A Person Study: To study all scriptures containing a certain individual to better understand that person. Learn of their weaknesses and strengths, their examples and failures.
There are many types and styles of study, the most important thing is to find a method and type that keeps your interest. Spending time daily in the Bible is a must in the Christian walk, and an effective study habit is essential. God desires for His children to have a love for His Word and the Spirit will aid you in this relationship with the Word. God will give you the desire if you ask for it, but you must act on it and cultivate the growth. God loves to see those who fall in love with the Word. I challenge you to develop a strong commitment to the word and prayer. You must never leave out prayer in your study time. The devil knows that reading alone will accomplish little, but if you combine it with a petition to the Spirit to make it come alive, He will do it. The power is in the Spirit bringing the Word alive in your heart. God bless you in your study.
Bible Study Helps
There are many materials available today to make Bible Study easier and more profitable. You will have to find materials that suite you the best. Any Bible/Christian Book Store will have all the materials on hand that you will need or if not will order them for you. If you are willing to give up one meal eating out, you can afford most of the study materials available. I recommend that you start first with a Strongís Concordance with Hebrew and Greek dictionary. I will list just a few of the help materials that are available.

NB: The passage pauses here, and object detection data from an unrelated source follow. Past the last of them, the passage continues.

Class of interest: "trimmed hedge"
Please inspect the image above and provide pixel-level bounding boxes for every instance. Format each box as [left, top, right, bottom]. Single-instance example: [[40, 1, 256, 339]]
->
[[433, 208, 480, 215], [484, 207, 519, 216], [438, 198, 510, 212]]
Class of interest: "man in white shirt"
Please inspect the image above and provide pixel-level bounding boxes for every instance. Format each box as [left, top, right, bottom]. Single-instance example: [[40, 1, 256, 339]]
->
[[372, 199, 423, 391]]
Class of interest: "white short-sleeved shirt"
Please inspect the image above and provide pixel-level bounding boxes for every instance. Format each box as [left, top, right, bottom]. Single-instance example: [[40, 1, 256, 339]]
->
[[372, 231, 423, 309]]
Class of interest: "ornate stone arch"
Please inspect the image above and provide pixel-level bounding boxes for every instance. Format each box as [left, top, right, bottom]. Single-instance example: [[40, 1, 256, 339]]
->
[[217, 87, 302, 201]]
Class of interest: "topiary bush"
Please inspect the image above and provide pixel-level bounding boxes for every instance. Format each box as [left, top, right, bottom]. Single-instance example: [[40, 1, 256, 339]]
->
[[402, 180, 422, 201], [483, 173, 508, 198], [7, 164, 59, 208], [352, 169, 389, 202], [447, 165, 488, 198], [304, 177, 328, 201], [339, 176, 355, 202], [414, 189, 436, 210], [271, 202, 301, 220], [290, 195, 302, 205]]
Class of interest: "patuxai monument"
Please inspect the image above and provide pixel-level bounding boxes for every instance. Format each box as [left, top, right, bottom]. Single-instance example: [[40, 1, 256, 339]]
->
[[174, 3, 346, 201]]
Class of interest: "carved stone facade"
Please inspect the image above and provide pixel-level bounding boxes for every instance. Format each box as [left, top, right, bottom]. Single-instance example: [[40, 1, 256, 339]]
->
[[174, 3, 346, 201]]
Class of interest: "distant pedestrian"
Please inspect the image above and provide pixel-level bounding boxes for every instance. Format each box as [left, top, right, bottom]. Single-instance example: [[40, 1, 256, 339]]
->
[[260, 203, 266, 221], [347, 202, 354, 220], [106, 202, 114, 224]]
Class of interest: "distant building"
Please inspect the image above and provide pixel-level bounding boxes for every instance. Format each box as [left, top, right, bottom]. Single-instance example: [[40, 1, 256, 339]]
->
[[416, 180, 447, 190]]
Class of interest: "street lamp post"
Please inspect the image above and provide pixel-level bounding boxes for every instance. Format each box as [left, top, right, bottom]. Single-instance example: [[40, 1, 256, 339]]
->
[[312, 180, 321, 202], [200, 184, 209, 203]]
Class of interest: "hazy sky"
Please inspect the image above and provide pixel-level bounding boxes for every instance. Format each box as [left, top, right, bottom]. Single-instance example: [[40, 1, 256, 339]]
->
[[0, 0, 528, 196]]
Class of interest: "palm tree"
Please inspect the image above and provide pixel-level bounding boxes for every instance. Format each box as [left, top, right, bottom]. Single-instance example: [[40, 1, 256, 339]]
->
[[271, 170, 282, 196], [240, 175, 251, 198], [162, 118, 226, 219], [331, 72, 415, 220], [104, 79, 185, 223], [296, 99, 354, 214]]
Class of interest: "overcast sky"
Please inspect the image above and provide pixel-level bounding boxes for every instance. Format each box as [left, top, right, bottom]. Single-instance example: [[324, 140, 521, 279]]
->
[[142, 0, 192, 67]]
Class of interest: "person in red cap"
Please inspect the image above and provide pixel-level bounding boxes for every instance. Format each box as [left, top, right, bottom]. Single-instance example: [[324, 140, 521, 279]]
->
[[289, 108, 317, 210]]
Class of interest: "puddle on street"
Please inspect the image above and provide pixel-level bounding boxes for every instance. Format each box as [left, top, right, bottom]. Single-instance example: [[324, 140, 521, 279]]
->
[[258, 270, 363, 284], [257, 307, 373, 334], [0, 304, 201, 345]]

The Life Application Study Bible (KJV) - is an excellent study Bible, with commentary notes for almost every verse in the Bible. Not only does it have study notes and a good cross reference, it give analogies to apply the scriptures to today.
The King James Study Bible - also an excellent study Bible, with a lot of study notes and good cross reference. There are other good study Bibles and you must find one to fit
your desires and budget.
There are many good commentaries out there also, I will just name a few.
Bible Exposition Commentary by Warren Wiersbee
New Testament Commentary by H.A. Ironside
Complete Commentary of the Bible by Matthew Henry
There are also many good concordances, but the best one that I know of is the Strongís Exhaustive Concordance of the Bible with Hebrew and Greek dictionary.